Similarly to how the front end application needs flexibility, the data sources also will vary. Neo4J Fraud Solution has hooks built in for data collection - these may be direct Lightning or REST calls from the browser or REST/GraphQL calls through a middle tier API depending on scaling and security requirements. The CoNNected workbench can simultaneously connect to multiple data sources for a ‘single pane’ of glass viewing for business users.

Flexible Deployment

SPAs are very flexible when it comes to deploying to a server. As long as the server can deliver a collection of static files, then it can host a single-page application. This is important because it means you can cleanly decouple your back end from the client’s view and architect the back end any way you choose. You may want to keep things simple and host the front end on the same server that handles requests for data or you might have a large ecosystem of load-balanced microservices and choose to serve the front end from a highly available CDN. It makes little difference to the overall architecture and design of the client-side application.

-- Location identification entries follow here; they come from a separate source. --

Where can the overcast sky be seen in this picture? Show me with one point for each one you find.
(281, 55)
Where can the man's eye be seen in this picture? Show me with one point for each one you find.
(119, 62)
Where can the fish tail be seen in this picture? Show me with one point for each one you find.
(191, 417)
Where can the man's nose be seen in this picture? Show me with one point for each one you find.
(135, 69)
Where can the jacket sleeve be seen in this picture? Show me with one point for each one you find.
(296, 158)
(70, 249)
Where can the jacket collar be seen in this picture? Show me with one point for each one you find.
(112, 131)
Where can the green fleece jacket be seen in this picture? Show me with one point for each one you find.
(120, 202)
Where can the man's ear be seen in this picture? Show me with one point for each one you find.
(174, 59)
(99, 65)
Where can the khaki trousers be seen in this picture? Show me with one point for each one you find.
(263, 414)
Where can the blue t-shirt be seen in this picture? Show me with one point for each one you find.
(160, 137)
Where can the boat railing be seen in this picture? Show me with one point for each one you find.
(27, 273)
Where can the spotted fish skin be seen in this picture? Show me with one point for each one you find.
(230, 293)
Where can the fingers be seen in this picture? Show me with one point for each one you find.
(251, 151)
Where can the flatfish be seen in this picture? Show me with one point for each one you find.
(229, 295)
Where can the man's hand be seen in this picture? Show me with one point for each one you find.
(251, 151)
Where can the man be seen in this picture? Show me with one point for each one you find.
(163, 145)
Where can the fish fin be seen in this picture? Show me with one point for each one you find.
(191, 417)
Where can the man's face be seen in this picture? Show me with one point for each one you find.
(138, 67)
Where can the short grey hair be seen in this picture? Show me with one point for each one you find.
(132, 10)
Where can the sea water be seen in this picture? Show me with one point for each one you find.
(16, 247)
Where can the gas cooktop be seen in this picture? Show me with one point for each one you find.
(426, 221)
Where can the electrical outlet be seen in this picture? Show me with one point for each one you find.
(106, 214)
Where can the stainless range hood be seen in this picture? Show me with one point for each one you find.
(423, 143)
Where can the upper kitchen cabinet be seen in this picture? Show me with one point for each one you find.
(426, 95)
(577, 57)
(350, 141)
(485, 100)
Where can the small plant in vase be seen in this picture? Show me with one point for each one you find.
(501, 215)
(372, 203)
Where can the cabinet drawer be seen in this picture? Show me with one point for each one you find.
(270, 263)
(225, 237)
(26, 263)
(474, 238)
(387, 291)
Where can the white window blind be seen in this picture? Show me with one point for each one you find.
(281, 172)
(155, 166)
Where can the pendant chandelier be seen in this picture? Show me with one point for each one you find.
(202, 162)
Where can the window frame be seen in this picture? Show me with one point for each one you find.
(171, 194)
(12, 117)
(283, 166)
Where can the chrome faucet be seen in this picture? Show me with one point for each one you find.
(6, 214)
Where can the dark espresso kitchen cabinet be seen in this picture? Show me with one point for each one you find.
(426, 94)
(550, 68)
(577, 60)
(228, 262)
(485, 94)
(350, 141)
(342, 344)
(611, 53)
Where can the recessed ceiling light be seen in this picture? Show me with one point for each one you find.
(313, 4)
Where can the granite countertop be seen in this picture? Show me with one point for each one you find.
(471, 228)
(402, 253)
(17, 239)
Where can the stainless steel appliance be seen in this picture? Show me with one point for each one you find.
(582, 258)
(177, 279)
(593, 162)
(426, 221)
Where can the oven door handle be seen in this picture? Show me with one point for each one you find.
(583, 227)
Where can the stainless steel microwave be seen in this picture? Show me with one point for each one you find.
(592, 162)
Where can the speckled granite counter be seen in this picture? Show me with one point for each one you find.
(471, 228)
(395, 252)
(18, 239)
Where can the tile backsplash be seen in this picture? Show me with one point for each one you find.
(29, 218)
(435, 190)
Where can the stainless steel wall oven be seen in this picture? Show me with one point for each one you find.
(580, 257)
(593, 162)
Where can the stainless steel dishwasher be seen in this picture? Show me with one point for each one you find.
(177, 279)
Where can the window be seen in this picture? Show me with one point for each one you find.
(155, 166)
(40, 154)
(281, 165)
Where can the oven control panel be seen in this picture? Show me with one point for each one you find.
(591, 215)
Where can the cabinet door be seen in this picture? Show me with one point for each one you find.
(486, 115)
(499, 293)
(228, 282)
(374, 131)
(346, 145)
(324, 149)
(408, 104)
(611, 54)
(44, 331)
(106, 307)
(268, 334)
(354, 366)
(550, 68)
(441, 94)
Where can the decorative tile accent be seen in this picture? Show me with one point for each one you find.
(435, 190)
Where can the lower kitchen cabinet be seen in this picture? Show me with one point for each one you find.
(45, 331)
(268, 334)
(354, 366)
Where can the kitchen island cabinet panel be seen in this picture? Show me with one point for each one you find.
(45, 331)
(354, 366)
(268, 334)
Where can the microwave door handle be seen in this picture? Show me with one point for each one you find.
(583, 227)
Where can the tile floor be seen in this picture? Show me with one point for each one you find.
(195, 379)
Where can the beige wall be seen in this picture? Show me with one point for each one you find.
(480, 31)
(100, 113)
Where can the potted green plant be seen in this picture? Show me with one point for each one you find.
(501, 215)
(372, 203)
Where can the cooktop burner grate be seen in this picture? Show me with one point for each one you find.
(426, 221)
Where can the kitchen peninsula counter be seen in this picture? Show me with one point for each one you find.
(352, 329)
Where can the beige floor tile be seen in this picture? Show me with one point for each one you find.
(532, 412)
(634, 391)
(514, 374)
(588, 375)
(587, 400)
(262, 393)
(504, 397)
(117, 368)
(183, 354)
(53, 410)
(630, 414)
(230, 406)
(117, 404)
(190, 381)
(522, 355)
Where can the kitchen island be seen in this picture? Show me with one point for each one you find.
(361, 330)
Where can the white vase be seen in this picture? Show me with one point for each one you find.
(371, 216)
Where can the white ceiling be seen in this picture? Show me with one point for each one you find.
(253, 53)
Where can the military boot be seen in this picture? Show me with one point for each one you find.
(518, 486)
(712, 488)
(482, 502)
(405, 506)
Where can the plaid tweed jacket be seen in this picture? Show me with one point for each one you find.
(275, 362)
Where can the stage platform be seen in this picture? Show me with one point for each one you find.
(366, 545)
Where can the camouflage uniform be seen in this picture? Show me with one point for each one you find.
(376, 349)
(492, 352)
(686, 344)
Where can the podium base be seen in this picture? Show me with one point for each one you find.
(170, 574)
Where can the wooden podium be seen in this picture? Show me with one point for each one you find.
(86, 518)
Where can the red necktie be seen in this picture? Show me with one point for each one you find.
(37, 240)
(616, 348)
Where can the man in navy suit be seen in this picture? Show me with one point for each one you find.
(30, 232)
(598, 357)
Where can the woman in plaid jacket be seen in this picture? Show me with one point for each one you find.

Cloud Systems Supported: Amazon, Google GCP & Microsoft Azure
EXAMPLE: Here’s an example deployment using Amazon’s S3 service

‍

In this model, the concerns of serving www.foo.com are completely separate from any requests for data through an API server. Both can be managed and optimized for their intended purpose. In the case of the file server, S3 buckets can be configured for website hosting and serve all the static files that make up the SPA. As mentioned earlier, aggressive caching headers can be set to further speed up client load times and reduce server load if unique hashes (or some other cache break technique) were implemented as part of the build process. This separation completely eliminates a chunk of work for the back end. Pure data services typically should not allow the client to perform any caching in order for client applications to always receive fresh data. Furthermore, the scaling and division of responsibilities among services is not mixed up with the concerns of serving the client-facing URL.

‍
This is all made possible thanks to Cross-Origin Resource Sharing (CORS) mechanisms, now commonly available in all browsers, which enable the browser to make requests to different domains from the one that originally served the web application files. Before CORS, the browser only allowed non-GET requests to the original domain that served the JavaScript file making the request. CORS is a mechanism to safely permit requests to trusted domains while still maintaining the same origin policy for all other domains.

Conclusion

The modern Financial Crimes investigation single-page application has evolved from a simple set of MS XLS sheets and has now become an intersection of Human-in-the-loop + Machine Learning + Neo4J + Visualization. The goal and purpose of the Neo4J Financial Crimes Fraud Solution is to accelerate the configuration and development of tools that can be supported and maintained by our end customers.